Why YellowDog Chose Oracle
YellowDog was an early adopter of Oracle Cloud Infrastructure (OCI), drawn to its high performance and relatively low price. Other key reasons it chose OCI: direct integration with Oracle’s bare metal servers and fast deployment.
“Having access to the raw compute power offered by Oracle bare metal means that customers benefit from the best possible performance,” says YellowDog CTO Simon Ponsford. “Many HPC workloads require InfiniBand networks, such as those offered by Oracle, and options such as disabling hyperthreading, which typically isn’t possible with most cloud providers. The Oracle Cloud is far more akin to being able to run HPC jobs than most of the competition.”

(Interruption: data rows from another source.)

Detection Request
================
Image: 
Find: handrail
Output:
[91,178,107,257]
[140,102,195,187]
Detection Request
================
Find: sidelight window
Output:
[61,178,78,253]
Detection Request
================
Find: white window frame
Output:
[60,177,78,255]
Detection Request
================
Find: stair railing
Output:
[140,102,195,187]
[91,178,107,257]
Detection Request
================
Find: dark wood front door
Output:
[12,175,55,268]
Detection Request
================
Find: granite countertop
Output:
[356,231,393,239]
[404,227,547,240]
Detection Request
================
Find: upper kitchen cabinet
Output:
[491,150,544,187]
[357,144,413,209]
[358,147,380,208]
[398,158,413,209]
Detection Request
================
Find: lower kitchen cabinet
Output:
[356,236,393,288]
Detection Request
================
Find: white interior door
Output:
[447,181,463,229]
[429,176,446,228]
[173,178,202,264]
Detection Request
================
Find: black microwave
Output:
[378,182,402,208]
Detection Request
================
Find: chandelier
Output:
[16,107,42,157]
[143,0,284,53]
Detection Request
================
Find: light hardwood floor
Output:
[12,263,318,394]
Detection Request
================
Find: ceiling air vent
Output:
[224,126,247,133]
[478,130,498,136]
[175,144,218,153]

Oracle Cloud Infrastructure has enabled YellowDog to significantly improve the performance of its HPC and rendering jobs. By being able to turn off hyperthreading, for example, and doing away with hypervisors that take up extra resources, YellowDog can access the raw compute power of Oracle bare metal servers directly, thereby achieving faster turnaround times for customers’ applications.
Turning off hyperthreading also results in a substantial cost saving, which YellowDog can pass on to its customers, because it halves the number of cores required for licensing—which typically can amount to 15% of the cost of a job. “This is really where OCI comes into its own, because if you go elsewhere, you generally have to keep hyperthreading on, so it will use double the number of licenses,” Ponsford says. “The price-performance mix of OCI means that our customers are able to run their workloads over fewer servers and still deliver on time. This has a big impact, particularly when some applications are licensed per node.”

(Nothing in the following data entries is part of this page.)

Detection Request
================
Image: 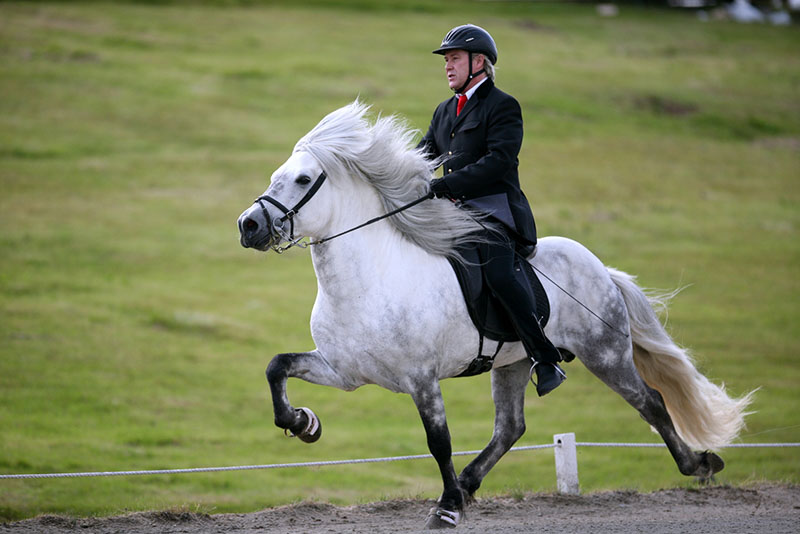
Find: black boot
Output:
[536,362,567,397]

Additionally, YellowDog and its customers have benefited from Oracle’s transparent pricing, which, unlike with most other cloud providers, is the same across all data centers. This simplifies budgeting for YellowDog’s customers, who also don’t have to worry about major price increases should they need to add a few nodes in another data center in order to complete a job on time or earlier than originally scheduled. Importantly, with OCI’s flat pricing model, coupled with YellowDog’s Best Source of Compute technology, workloads can be orchestrated across data centers according to geography (to comply with data protection regulations), environmental considerations, availability, and price.

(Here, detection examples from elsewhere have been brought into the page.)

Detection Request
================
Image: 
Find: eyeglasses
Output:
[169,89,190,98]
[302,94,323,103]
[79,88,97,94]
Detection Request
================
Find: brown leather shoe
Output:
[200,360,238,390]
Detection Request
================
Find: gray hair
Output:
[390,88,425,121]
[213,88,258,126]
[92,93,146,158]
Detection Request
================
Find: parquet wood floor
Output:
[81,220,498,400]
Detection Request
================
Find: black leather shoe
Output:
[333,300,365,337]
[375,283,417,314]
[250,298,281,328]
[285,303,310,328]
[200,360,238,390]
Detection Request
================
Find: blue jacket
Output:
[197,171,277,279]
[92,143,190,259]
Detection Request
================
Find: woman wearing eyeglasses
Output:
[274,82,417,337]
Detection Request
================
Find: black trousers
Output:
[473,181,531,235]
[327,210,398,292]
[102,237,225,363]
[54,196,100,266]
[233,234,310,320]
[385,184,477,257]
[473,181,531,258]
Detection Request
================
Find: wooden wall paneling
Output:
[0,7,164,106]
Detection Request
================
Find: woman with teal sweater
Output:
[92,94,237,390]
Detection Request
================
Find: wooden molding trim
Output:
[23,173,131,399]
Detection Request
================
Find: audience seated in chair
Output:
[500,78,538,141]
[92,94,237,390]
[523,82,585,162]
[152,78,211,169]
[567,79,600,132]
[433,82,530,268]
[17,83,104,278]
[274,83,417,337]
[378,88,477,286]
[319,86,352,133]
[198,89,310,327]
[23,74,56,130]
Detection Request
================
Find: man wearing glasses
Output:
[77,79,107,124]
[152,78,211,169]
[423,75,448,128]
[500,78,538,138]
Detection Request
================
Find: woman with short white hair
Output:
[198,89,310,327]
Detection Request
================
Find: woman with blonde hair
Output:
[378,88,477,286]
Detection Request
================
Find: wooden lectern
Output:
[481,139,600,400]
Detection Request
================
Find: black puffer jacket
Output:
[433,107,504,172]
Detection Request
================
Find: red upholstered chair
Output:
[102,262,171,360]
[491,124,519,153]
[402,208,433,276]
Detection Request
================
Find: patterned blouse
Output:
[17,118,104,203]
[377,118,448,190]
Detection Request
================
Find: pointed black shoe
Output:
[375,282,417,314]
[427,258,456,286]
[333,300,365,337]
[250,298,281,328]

That kind of flexibility also extends to setup and configuration—YellowDog customers can mix and match OCI bare metal and virtual machines, as well as different compute shapes. “For other cloud providers, there is often only one HPC shape that you can work with, but with Oracle there are several, which means you’ve got options,” Ponsford says. “Also, the way that Oracle’s RDMA networks work is great. To be able to get dedicated interfaces to shift traffic around is brilliant. It’s really difficult to get that from other providers.”
The fast deployment times on OCI have enabled YellowDog to differentiate itself from its competitors on price—because customers pay from the moment they request the machines, rather than from when they’re up and running. In one case, YellowDog demonstrated to a satellite business customer that it could build its 20,000-core environment in less than 30 minutes—and post-contract, it frequently achieved that in just 18 minutes. This enabled the customer to achieve its goal of running its two-hour jobs four times per day and pay for only a total of 10 hours, whereas with all other competitors the customer had engaged, it needed to keep the machines running 24/7, costing it more than double.
Because Oracle Cloud Infrastructure's physical network is designed for complete customer and service isolation, YellowDog’s customers are ensured that their data is kept private—essential for the commercially sensitive projects that make up 99% of YellowDog’s business.
For the future, YellowDog is keen to explore the latest Nvidia, AMD, and Intel chipsets on OCI, which will enable it to run even more ambitious workloads in less time. “We're always looking for that hardware refresh that will improve the delivery times to customers,” Ponsford says. “And we like the technical choices that Oracle has made around that.”